Dustforce sounds like a stupid idea. A 2D platformer where you run around cleaning. Yep, cleaning. I saved the worst for last, huh? Nope! I mean, between the previous two, it can't get any worse. But this game is surprisingly fun. You get scored based on the percentage you cleaned, and your style points, Yep, you get graded on your style. Because you have a ton of maneuvers. And can walk on the ceiling, if only for a second. You can double jump. You can do other things, and at some points the game's a bit more like Sonic than anything else. Gotta go fast! Well, gotta go fast, and burn your copy of Sonic '06 to appease the video game gods. The problem with all this is it's one of those games that requires very precise timing on your jumps. Most platformers are forgiving at least a little bit, this game is not. So I guess it's like Super Meat Boy, with a broom. You get points based on your grade each stage, and you get keys when you reach a certain amount. There are three different keys, and I can't figure out what determines which one you get. But these keys open up more stages, so you have to do a certain amount to progress. Not sure how I feel about this. But it's fun. I found myself enjoying the platforming, despite its difficulty. 6/10, worth a shot if it's on sale.
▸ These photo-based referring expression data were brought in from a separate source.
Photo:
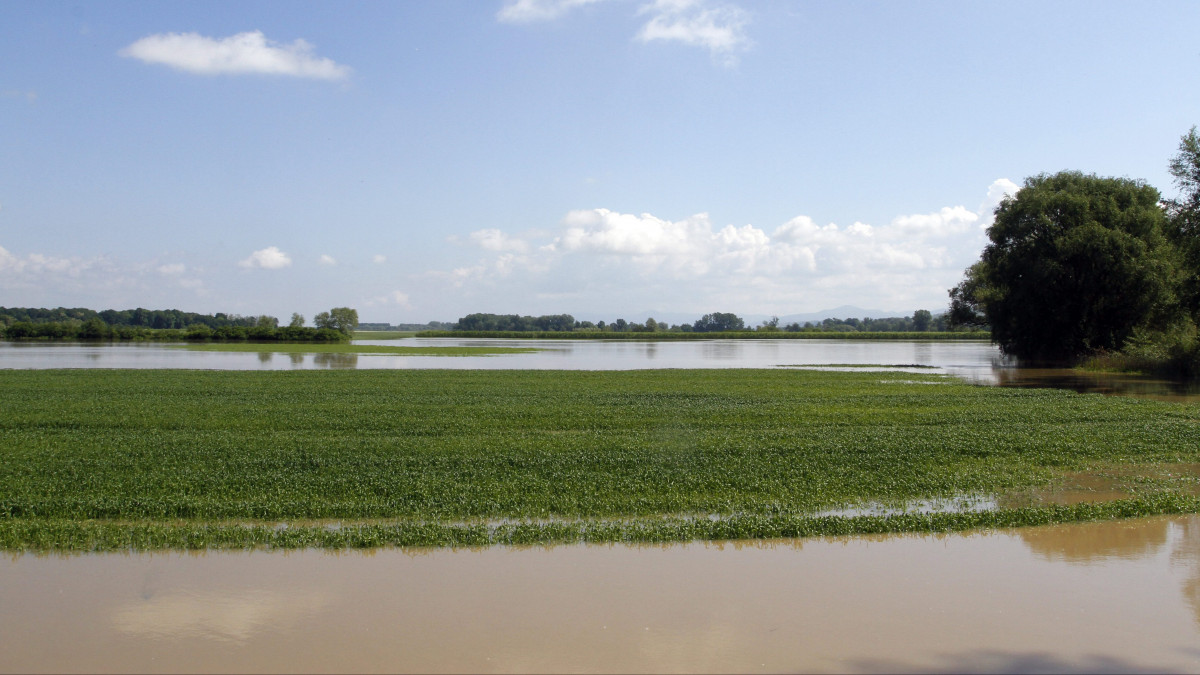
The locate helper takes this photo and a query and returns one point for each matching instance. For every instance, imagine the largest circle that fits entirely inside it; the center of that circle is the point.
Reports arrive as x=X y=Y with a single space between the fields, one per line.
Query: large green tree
x=343 y=320
x=1075 y=263
x=1183 y=217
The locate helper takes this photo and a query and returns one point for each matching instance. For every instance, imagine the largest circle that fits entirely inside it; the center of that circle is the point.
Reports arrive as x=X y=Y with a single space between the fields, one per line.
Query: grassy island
x=135 y=459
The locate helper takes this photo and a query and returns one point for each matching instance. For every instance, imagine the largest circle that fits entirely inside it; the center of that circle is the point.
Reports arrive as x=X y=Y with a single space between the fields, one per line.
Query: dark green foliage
x=1075 y=263
x=341 y=320
x=718 y=322
x=815 y=334
x=183 y=458
x=513 y=322
x=1183 y=219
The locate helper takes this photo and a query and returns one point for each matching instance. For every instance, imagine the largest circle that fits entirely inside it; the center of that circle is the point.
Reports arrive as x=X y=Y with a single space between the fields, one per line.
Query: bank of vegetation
x=922 y=324
x=715 y=335
x=113 y=460
x=141 y=324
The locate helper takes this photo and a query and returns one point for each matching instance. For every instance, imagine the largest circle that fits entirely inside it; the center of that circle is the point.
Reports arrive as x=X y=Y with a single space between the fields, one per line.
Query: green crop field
x=351 y=348
x=120 y=459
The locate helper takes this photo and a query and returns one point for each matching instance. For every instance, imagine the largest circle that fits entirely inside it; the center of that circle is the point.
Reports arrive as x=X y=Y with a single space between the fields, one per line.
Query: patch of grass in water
x=102 y=460
x=351 y=348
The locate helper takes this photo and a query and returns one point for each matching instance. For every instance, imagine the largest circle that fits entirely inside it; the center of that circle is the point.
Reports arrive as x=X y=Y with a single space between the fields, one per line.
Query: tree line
x=715 y=322
x=1081 y=267
x=78 y=323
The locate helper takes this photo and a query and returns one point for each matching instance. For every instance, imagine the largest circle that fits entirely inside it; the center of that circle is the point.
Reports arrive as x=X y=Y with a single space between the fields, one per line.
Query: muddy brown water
x=1095 y=597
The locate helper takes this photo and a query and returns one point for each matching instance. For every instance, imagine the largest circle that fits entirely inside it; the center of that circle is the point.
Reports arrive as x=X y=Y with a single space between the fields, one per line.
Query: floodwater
x=976 y=362
x=552 y=354
x=1095 y=597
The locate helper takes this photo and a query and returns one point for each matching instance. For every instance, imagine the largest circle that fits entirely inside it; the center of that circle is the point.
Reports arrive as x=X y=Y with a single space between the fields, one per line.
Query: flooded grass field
x=209 y=491
x=1099 y=597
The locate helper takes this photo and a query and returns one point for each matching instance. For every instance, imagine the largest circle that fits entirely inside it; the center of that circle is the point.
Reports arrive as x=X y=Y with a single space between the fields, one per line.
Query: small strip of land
x=351 y=348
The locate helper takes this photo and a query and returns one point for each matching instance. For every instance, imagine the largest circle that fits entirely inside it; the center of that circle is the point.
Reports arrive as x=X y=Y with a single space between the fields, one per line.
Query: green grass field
x=119 y=459
x=351 y=348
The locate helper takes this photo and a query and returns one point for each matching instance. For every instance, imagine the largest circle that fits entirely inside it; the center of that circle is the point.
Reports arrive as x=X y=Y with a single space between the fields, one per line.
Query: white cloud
x=267 y=258
x=600 y=257
x=394 y=298
x=527 y=11
x=39 y=263
x=949 y=220
x=718 y=28
x=996 y=192
x=238 y=54
x=495 y=240
x=713 y=25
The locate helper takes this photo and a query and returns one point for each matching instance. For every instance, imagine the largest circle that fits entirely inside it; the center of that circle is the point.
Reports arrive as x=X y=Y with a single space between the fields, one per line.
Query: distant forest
x=719 y=322
x=79 y=323
x=138 y=317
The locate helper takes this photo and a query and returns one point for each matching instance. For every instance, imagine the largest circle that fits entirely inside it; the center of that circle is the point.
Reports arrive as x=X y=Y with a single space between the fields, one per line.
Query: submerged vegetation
x=96 y=460
x=351 y=348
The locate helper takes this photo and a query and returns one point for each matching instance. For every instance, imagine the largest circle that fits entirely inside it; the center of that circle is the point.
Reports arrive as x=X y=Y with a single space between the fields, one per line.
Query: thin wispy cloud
x=528 y=11
x=245 y=53
x=267 y=258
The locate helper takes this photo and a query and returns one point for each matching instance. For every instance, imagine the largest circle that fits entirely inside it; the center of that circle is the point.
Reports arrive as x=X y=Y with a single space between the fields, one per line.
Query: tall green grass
x=112 y=459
Bonus! 8bitboy seems like a game that goes back to its retro roots. But it does it in all the wrong places. You got the blocks. You got the power ups. You got the coins. You just have terrible movement. Very slidy, very hard to predict. Not good for a platformer. The game's big grab is its invisible blocks that you have to "hit" to activate. This would be fun, but even on the easiest setting, you have an extremely limited amount of time on each stage. In a game where it wants you to explore, and it wants you to jump at every spot in every open space in case there's something there. This game would be much better without a time limit, but since it does, this game to me is unplayable. Don't let the reviews fool you. Don't play this game.